Fortunately, headway is being made. Not-for-profit organizations such as the National Quality Forum, The Leapfrog Group, and Bridges to Excellence have all developed metrics for assessing quality. The simplest metrics, says Leapfrog Group acting CEO Karen Linscott, are procedural: for example, does the provider follow accepted best-practice procedures, such as administering beta blockers after a heart attack? Next in value are structural metrics: Does the provider have adequate staffing? Finally, there are outcome-based metrics: How do a hospital's infection and morbidity rates compare with its peers'? "Outcome metrics are the gold standard, but there aren't many of them," Linscott laments.

In addition to the work being done by not-for-profit organizations, some plans have started to identify subsets of higher-quality providers.

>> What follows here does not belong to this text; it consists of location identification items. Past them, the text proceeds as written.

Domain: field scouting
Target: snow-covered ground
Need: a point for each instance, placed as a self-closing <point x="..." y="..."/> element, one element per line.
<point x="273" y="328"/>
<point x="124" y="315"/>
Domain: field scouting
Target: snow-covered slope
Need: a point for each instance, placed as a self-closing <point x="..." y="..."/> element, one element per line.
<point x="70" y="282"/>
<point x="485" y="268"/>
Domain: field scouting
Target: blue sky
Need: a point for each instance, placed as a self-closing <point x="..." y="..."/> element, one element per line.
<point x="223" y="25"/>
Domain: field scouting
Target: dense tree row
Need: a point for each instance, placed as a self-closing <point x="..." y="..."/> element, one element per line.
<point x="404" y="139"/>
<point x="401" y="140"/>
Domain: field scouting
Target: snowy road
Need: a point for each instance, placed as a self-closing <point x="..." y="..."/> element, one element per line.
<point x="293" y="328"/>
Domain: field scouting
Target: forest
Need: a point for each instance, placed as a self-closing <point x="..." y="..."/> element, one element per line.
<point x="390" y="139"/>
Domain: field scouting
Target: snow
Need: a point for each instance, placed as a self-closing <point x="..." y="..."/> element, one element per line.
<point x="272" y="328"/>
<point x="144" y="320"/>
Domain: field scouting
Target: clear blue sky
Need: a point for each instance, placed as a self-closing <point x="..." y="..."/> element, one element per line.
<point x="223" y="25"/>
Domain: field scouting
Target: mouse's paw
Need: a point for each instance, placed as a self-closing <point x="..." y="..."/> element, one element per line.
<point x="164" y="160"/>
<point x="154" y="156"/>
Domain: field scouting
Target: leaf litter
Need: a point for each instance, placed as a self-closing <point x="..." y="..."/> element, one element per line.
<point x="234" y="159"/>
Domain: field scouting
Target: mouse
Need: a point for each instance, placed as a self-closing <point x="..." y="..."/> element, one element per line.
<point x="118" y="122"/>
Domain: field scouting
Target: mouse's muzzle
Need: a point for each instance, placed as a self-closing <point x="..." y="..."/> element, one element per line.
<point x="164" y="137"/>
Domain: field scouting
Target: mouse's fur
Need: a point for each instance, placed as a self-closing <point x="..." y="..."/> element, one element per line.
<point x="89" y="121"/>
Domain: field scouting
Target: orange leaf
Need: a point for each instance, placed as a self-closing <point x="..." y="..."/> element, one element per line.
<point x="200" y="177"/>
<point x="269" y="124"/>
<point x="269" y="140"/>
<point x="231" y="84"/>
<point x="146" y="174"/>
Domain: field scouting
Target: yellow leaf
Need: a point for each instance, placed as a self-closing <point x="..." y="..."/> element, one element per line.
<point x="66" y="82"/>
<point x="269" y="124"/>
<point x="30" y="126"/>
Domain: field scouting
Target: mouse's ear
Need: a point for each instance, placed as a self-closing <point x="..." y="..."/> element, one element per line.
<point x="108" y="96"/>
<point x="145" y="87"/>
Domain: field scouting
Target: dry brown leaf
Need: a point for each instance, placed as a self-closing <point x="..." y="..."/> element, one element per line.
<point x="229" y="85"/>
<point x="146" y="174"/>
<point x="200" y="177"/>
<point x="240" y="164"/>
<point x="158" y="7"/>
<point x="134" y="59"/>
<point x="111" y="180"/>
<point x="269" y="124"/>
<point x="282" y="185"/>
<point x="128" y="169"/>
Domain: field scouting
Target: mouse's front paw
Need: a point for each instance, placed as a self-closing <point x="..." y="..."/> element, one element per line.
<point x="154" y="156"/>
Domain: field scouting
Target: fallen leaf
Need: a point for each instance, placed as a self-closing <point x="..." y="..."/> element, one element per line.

But Nussbaum cautions that the exercise may need to be more rigorous. Right now, he says, some higher-performing networks include two-thirds of a plan's physicians, calling into question just how well they separate the wheat from the chaff. One problem: health plans are torn by the conflicting desire of participants and employers to be able to choose from many providers and the obvious benefit of including only top performers in networks.

Despite such caveats, one benefit Chesapeake Energy saw in moving to Blue Cross and Blue Shield of Oklahoma was its ability to pool claims data with others in the national Blue Cross Blue Shield Association. Specifically, Blue Cross allows participants to see data on providers across the nation in order to make educated choices.

The Downside of Empowerment

To be sure, the trend toward giving employees more control over health care runs risks. "To me, the real danger is that we lack the information required for consumers to behave in the way we hope they would," D'Andrea says. And John Asencio, senior vice president of Sibson Consulting, speculates that that is one reason why CDHPs have "not taken off."

D'Andrea also concedes that workers responsible for more of the first-dollar spend on health care might be tempted to seek care less aggressively. "That is the danger, but in some ways that's also the point of these plans — to ask employees to make that cost/benefit analysis," he says. The HealthPartners study, however, does indicate that employees did not avoid care but instead got preventive services.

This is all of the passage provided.